Twitter es la red social de la inmediatez. Todo sucede en tiempo real, no estás un rato y pareciera que un par de horas después te perdiste todo. No se preocupen, al principio nadie entiende nada hasta que se aprende la dinámica. Las mejores personas que conocí de redes salieron de Twitter. Pero si no entendés ironía, sarcasmo y te vas a tomar todo a pecho con susceptibilidad de cualquier cosa que te digan, esta red no es para vos.
Instagram y Facebook son lugares para conectar con gente que te conoce y puede apoyarte en los proyectos que quieras llevar adelante.
Siempre cuento anécdotas de Twitter porque a mí me cambió la vida, me dió oportunidades que no hubieran llegado de otra manera. Un laburo, dos, independizarme. Siempre con curiosidad, honestidad, metiéndole todas las ganas del mundo, equivocándome, aprendiendo. Ese es el camino.
Así como en twitter conocí gente maravillosa también aprendí que ese hilito rojo de descubrir qué era programar en INNOVA podía sostenerse en el tiempo y ampliarse cada vez más. Hay un mundo increíble y maravilloso en Internet y nos estamos quedando afuera.
En el presente y cada vez más se necesitarán personas que hablen distintos lenguajes: español, inglés, entre otros. Programación será el lenguaje universal.
Para aprender a programar, ¿por dónde empezar?
Primero, ver a la gente pequeña que con sus ideas pequeñas en lugares pequeños soñaron cambiar algo de la realidad y mejorar la vida de otros.
Mis jóvenes prodigios favoritos son @Mateons y @GinoTubaro. Mateo Salvatto fundó la aplicación Háblalo App para asistir a personas con dificultades en la comunicación. Gino fundó The Atomic Lab, un taller/escuela para crear prótesis 3D para personas con discapacidades motoras.

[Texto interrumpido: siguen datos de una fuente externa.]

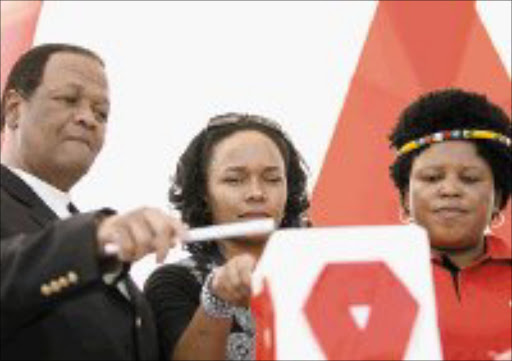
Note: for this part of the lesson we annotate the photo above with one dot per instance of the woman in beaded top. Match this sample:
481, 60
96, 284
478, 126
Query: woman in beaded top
239, 167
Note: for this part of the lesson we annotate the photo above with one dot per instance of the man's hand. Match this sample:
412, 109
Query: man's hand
140, 232
232, 282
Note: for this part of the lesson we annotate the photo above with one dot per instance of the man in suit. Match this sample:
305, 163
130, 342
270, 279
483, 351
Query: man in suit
62, 295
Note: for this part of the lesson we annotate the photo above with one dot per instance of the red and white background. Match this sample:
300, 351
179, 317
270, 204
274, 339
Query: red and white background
335, 74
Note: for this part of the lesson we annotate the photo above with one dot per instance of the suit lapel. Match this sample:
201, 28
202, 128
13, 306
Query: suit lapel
20, 191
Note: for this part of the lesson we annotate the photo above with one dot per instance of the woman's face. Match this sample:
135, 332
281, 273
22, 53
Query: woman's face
451, 194
246, 178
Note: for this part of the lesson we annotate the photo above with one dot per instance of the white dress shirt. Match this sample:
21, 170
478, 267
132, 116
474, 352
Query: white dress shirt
54, 198
58, 202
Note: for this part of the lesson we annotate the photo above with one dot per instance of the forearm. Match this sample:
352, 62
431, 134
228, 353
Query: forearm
205, 338
40, 269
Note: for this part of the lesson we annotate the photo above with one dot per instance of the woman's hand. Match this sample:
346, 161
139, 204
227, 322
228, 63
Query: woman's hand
232, 281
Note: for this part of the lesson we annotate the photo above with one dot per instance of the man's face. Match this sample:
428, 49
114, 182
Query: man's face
61, 127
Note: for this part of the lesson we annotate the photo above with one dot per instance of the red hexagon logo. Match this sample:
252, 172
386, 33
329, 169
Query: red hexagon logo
342, 288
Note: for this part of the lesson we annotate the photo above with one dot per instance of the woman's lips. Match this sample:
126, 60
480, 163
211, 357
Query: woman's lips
254, 215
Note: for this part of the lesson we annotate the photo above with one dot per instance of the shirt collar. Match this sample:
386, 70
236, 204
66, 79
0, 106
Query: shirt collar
495, 249
54, 198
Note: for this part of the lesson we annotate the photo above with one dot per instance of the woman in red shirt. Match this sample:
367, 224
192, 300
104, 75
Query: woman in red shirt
453, 172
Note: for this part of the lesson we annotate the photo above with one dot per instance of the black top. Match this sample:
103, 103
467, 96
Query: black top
173, 292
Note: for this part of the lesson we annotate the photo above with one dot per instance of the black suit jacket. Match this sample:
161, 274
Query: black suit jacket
54, 302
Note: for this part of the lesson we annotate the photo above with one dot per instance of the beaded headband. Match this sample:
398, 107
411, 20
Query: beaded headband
451, 135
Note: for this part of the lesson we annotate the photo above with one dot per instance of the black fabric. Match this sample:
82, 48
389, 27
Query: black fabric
174, 294
87, 320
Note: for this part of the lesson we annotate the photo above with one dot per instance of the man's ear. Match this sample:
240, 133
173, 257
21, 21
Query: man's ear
13, 102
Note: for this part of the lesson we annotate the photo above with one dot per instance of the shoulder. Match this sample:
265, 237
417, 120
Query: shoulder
498, 248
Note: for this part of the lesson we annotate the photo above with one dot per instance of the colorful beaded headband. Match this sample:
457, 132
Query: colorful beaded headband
453, 134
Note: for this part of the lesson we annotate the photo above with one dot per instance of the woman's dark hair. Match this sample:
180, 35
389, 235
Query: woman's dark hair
188, 186
454, 109
27, 73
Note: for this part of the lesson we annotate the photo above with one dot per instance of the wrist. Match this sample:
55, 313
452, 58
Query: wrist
213, 305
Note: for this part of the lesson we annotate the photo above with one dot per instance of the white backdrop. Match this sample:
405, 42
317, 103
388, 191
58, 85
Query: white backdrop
172, 65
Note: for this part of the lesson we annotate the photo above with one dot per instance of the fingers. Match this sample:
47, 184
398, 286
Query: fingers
141, 232
232, 282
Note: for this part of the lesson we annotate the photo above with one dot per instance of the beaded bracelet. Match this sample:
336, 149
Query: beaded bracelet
214, 306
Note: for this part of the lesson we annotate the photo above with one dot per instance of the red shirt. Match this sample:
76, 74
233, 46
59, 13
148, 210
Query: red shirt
474, 307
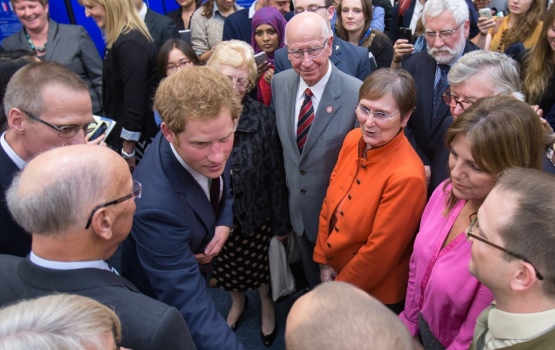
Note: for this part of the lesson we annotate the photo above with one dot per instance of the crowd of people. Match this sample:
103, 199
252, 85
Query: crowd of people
406, 148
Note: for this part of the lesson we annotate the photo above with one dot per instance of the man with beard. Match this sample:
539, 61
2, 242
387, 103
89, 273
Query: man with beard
446, 27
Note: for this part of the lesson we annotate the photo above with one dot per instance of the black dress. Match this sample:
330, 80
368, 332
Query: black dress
260, 200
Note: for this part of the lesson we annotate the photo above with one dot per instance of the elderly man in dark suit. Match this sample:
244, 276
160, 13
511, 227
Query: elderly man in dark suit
348, 58
185, 215
161, 28
46, 106
314, 112
447, 27
78, 203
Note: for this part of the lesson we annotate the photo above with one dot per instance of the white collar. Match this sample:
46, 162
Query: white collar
68, 265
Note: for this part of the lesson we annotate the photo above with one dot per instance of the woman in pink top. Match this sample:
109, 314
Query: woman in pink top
443, 299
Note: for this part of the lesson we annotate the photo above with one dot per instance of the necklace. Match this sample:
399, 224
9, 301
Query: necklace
39, 49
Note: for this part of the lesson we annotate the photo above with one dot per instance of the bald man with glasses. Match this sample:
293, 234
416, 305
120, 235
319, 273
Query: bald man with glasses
47, 106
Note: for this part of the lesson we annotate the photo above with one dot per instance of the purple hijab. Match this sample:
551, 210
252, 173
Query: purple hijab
271, 16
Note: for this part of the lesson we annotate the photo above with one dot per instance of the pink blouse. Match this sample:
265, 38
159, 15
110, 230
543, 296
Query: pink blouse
441, 287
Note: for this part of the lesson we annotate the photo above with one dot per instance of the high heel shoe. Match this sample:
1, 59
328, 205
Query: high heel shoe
269, 338
240, 318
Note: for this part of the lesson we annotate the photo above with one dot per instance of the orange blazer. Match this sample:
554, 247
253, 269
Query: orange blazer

El futuro de la Argentina lleno de jóvenes talentosos en la que sueño vivir.
Este es Mateo:
Y este es Gino:
Para escuchar aciertos y errores:
@LeoPiccioli fue CEO de Staples. Llegó a puestos de liderazgo que le dió la experiencia para contarlas cuando dejó el trabajo empresarial tanto como empleado y como líder. Tiene un podcast en Spotify muy genial.
Mirar a los que se equivocaron, fracasaron y volvieron a empezar:
https://www.fuckupnights.com/es/
¿Dónde están las mujeres en este universo digital?
@MajoLedes hizo su sitio web con sus apuntes manuscritos https://losapuntesdemajo.vercel.app/ además de ser desarrolladora de iOS. Un buen comienzo para entender de qué va cada lenguaje de programación.
@ValeriaViva y su colaboración en @mujerytecno. La admiro profundamente por intentar aplastar la brecha entre géneros a la hora de acceder a la programación digital.
Asistir a eventos relacionados con IT:
https://www.papercall.io/nerdearla101
Busquen cursos:
UDEMY
CODIGO FACILITO
CODER HOUSE
Y si todo esto no alcanza, les dejo dos canales que me sirvieron un montón para acercarme a la programación:
Píldoras Informáticas
Programación ATS
Por último, el más cercano a la escuela es el proyecto de Aprendé Programando del GCABA https://www.buenosaires.gob.ar/educacion/estudiantes/aprende-programando-virtual es el lugar donde los estudiantes de las escuelas secundarias pueden acercarse a la programación teniendo mentores que hagan seguimiento de sus aciertos y errores. Es una actividad gratuita.
Por último, último, ultimito: el mejor consejo del mundo a la hora de querer aprender a programar es rodearse de la gente que los aliente, que les diga que las dificultades están ahí y hay que seguir, que «vamos para adelante», que les sugieran soluciones, que intenten juntos, que les sostengan la cabeza cuando quieran llorar de frustración porque algo no les sale, que los abracen cuando se sientan cansados o alegres porque algo funcionó y, lo más importante de todo, alguien que les cebe mate o les prepare un café para las noches en las que tengan que terminar proyectos.